The company seems conflicted over the competitive environment. At one point, the company said it lost most of the time in the competition for screen hours. In the earnings call, Reed Hastings, Netflix CEO, said he thought the competition for wallet-share was “far off.” Both statements are quite misleading.
 

Chapter 2: NBCU launches Snow Pass (8:33)

NBC Sports Gold is now offering the snow sports-oriented Snow Pass. A $69.99 membership will get a US subscriber access to seven winter sports through April 2019. The service will give people access to all International Ski Federation event in Austria.
 

Chapter 3: Netflix screen art controversy (12:43)

Netflix has been personalizing the screen artwork for a movie or TV show seen by subscribers for some time. The company has found that screen art is very influential in a viewer’s decision to watch or skip a movie. Netflix produces many different versions of the artwork and then algorithms pick an image most likely to persuade the viewer to watch the movie. For example, a user that likes Matt Damon movies may see screen art containing the actor’s image for Interstellar even though the actor had only a small part in the movie.
 
Some Netflix users have suggested the company may be using racial profiling to get them to watch movies. An African-American Netflix user pointed out she saw artwork for the film Like Father - which stars two white actors - containing two black actors that had small roles in the film. She says there were several other similar examples. 
 

Chapter 4: Customized AR glasses (19:30)

North, formerly known as Thalmic Labs, is releasing new AR glasses called Focals. The glasses will be custom fitted at a store in either Toronto or Brooklyn. They include a micro-laser in the right arm which bounces off a photopolymer material in the glasses lens and goes into the eye where it paints the image directly on the retina in a 15-degree viewing area of 300x300 pixels. The wearer uses a ring to make gestures and interact with the image. Focals connect to the user’s phone and North plans to provide a range of services for the glasses. The AR glasses cost $999 per pair.
 
 

Chapter 5: The road to the Star Trek Holodeck (28:04)
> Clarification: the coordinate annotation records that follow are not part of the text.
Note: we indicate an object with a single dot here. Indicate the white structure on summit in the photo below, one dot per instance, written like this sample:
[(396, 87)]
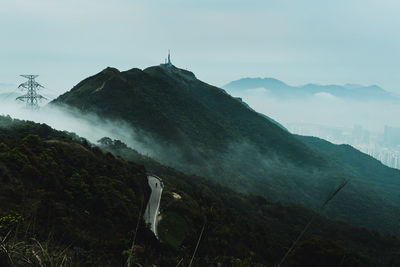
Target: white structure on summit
[(168, 60)]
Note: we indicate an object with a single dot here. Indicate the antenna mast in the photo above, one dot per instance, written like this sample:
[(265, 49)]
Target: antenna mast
[(31, 97)]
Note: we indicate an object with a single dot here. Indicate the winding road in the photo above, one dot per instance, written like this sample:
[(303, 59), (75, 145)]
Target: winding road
[(150, 215)]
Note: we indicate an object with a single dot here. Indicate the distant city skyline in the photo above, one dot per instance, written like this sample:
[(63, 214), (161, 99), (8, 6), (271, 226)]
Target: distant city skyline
[(220, 41)]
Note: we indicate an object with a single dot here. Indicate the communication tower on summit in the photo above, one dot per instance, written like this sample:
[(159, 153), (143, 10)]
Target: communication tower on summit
[(32, 87), (168, 62)]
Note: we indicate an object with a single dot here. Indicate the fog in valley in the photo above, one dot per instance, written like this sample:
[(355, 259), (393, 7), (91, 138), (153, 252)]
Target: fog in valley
[(370, 125)]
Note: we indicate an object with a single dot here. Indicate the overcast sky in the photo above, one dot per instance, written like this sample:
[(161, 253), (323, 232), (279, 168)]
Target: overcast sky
[(298, 41)]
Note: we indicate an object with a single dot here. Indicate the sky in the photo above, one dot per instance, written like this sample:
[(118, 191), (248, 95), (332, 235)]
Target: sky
[(298, 41)]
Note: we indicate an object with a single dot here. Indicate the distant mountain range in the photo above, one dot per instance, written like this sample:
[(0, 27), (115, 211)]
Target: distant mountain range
[(200, 129), (91, 201), (279, 89)]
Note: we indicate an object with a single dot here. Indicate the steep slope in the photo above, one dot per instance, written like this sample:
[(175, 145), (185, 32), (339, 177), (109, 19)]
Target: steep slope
[(65, 202), (71, 199), (200, 129)]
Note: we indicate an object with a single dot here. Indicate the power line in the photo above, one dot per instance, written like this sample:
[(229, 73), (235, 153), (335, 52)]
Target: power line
[(32, 97)]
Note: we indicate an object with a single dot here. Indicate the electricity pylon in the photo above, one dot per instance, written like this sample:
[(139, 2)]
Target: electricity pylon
[(31, 97)]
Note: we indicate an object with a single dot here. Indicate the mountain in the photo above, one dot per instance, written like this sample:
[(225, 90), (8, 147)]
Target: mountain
[(279, 89), (64, 201), (200, 129)]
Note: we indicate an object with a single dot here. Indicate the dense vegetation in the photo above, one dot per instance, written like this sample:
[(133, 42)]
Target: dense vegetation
[(63, 201), (199, 129), (66, 194), (249, 229)]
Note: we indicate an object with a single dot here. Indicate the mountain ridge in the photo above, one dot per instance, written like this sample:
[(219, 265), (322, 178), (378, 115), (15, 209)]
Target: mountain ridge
[(202, 130), (280, 89)]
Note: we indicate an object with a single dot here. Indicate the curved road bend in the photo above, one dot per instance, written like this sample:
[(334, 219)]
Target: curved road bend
[(150, 215)]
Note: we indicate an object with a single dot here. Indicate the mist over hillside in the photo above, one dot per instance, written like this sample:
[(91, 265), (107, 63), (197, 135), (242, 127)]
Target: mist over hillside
[(362, 116), (199, 129)]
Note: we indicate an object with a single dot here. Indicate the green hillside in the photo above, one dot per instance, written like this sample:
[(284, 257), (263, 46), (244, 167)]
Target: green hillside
[(65, 202), (199, 129)]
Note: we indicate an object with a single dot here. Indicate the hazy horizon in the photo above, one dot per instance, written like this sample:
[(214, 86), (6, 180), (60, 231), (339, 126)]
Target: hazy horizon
[(220, 41)]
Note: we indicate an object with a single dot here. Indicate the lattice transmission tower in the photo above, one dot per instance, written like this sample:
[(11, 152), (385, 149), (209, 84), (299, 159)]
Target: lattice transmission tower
[(32, 97)]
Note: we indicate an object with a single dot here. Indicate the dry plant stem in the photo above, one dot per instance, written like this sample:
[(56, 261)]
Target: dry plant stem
[(329, 198), (197, 245)]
Light Field Labs, a maker of holographic displays, and Otoy, a graphics software company, are working together to create glasses-free immersive holographic environments. Light Field Labs is building small prototype holographic displays which it plans to assemble into much bigger 3D displays. Otoy software can be used to create realistic digital media. The two companies together believe they can create a complete creation-to-delivery environment.

CEO of Roddenberry Entertainment, Rod Roddenberry, and Ari Emmanuel, CEO of Endeavor are working together to create holographic content for the environment.